While the Herald slams Deval Patrick for the second day in a row with what essentially is the same story about hot tuna and squishy basketballs, the Globe offers two striking examples of Kerry Healey’s hypocrisy. They’re on the front page, but you have to go to the jump to grasp the extent of it.
First, Andrea Estes reports that Patrick raised about $20,000 at a fundraiser hosted by O’Neill and Associates, which lobbies on behalf of Bechtel/Parsons Brinckerhoff, the Big Dig project manager. It appears that Patrick guaranteed himself the worst of both worlds in agreeing to this event. He asked that no Big Dig contractors be invited, lest he soil himself with their tainted money. But by letting O’Neill organize it, he gets the bad headlines anyway.
But let me call your attention to this striking passage:
O’Neill and Associates raises money for many political candidates, mostly Democrats. Earlier this year, firm officials said, O’Neill and Associates held a fund-raiser for Patrick’s Republican opponent, Lieutenant Governor Kerry Healey. According to Ann Murphy, a former aide to Governor Mitt Romney who now works at O’Neill and Associates, about two-dozen people attended the February fund-raiser….
Healey’s campaign slammed Patrick yesterday for using O’Neill and Associates.
Asked about Healey’s fund-raiser at the O’Neill firm, a Healey spokesman refused to address her event.
“It’s another example where Deval Patrick claims he’s an outsider, but is following the insider playbook to a tee,” said Tim O’Brien, Healey’s campaign manager.
My next example is a story by Frank Phillips on Healey’s half-dozen or so votes to limit access to criminal records in 2000 to 2002, when she served on the Criminal History Systems Board. Healey, of course, has been attacking Patrick for taking exactly the same position. Thus Phillips’ reporting exposes a top layer of hypocrisy that should be clear to everyone.
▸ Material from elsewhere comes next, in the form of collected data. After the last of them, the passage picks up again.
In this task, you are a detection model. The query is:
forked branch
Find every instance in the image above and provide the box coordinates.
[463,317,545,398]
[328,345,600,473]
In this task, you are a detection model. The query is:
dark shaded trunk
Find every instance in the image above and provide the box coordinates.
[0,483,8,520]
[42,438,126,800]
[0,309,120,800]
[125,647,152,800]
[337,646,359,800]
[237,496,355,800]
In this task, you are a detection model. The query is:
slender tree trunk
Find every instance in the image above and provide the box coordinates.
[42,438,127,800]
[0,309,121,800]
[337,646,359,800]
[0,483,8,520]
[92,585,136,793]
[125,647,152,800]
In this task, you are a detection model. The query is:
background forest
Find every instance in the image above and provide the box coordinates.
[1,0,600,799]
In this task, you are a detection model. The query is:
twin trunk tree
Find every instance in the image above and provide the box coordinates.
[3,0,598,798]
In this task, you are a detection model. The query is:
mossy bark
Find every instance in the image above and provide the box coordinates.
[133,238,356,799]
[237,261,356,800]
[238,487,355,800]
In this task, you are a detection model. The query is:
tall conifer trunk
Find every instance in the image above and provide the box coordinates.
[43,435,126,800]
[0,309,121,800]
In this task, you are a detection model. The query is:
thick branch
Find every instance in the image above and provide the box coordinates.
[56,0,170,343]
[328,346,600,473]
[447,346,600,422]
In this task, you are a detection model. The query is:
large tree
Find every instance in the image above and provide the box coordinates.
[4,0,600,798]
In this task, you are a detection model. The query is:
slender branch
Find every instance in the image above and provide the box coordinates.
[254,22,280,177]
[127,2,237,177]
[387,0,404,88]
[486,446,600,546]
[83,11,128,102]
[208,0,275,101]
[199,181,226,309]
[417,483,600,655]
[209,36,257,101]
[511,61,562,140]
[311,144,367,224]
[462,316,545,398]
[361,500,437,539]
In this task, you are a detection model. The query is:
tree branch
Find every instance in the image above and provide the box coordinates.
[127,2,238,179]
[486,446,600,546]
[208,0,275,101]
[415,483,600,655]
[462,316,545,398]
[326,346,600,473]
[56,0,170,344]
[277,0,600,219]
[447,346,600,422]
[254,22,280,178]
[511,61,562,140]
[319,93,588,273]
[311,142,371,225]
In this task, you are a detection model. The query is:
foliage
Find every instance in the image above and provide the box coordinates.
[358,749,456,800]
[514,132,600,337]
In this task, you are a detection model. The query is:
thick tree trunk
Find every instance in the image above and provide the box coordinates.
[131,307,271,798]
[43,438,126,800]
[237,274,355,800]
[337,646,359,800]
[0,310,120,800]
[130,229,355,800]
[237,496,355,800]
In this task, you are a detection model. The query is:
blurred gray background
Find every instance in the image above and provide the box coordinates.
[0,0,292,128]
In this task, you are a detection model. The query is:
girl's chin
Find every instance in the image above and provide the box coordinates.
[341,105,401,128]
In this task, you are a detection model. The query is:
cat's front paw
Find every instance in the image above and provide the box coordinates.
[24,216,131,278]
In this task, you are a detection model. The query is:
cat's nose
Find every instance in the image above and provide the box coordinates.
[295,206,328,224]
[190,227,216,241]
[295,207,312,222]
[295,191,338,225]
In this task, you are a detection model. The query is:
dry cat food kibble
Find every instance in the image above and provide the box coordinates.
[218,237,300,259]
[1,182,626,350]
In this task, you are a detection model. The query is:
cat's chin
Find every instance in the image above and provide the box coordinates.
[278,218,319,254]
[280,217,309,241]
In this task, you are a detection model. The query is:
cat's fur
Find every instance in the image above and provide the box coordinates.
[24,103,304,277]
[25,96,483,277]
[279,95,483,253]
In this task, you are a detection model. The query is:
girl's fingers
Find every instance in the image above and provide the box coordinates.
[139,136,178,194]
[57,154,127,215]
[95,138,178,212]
But it’s worse than that, because, underneath the hypocritical crust is a gooey filling of still more hypocrisy:
Late yesterday, Healey’s campaign released a statement to the Globe saying her “experience on the board gave her a firsthand look at how the CORI [Criminal Offender Record Information] system does not serve the best interests of employers.”
“Based on the nature of her position to uphold CORI laws, the lieutenant governor became aware of the need for change within the system and that criminal records must be made more available to employers,” said Laura Nicoll, her campaign spokesperson. “Deval Patrick still doesn’t get it. He wants to hide this information from employers.”
But her actions on the board appear to contradict her public statements.
Deval Patrick? Hmmm … Kerry Healey actually voted to hide information from employers. Now we are to believe that she wouldn’t.
So she changed her mind? That seems to be what Nicoll is saying, but she doesn’t come right out and say it. It wouldn’t do for Healey to admit that she was for keeping the records of criminals secret before she was against it. Meanwhile, she attacks Patrick for holding precisely the same position that she did — a position that she actually got a chance to act on, at least when she bothered to show up to board meetings. (Phillips also reports that her attendance was spotty.)
Thus does Healey demonstrate her deep understanding of how the news media work. If you’re prominent enough, and a major-party candidate for governor surely is, then you can say literally anything and the media will report it.
The better reporters, such as Phillips and Estes, will make some attempt to put your statements in context, but it doesn’t matter. The key to success is to keep those sound bites coming. Those are far more likely to penetrate the public consciousness than the hedges and qualifications. That’s B4 stuff, and who reads that?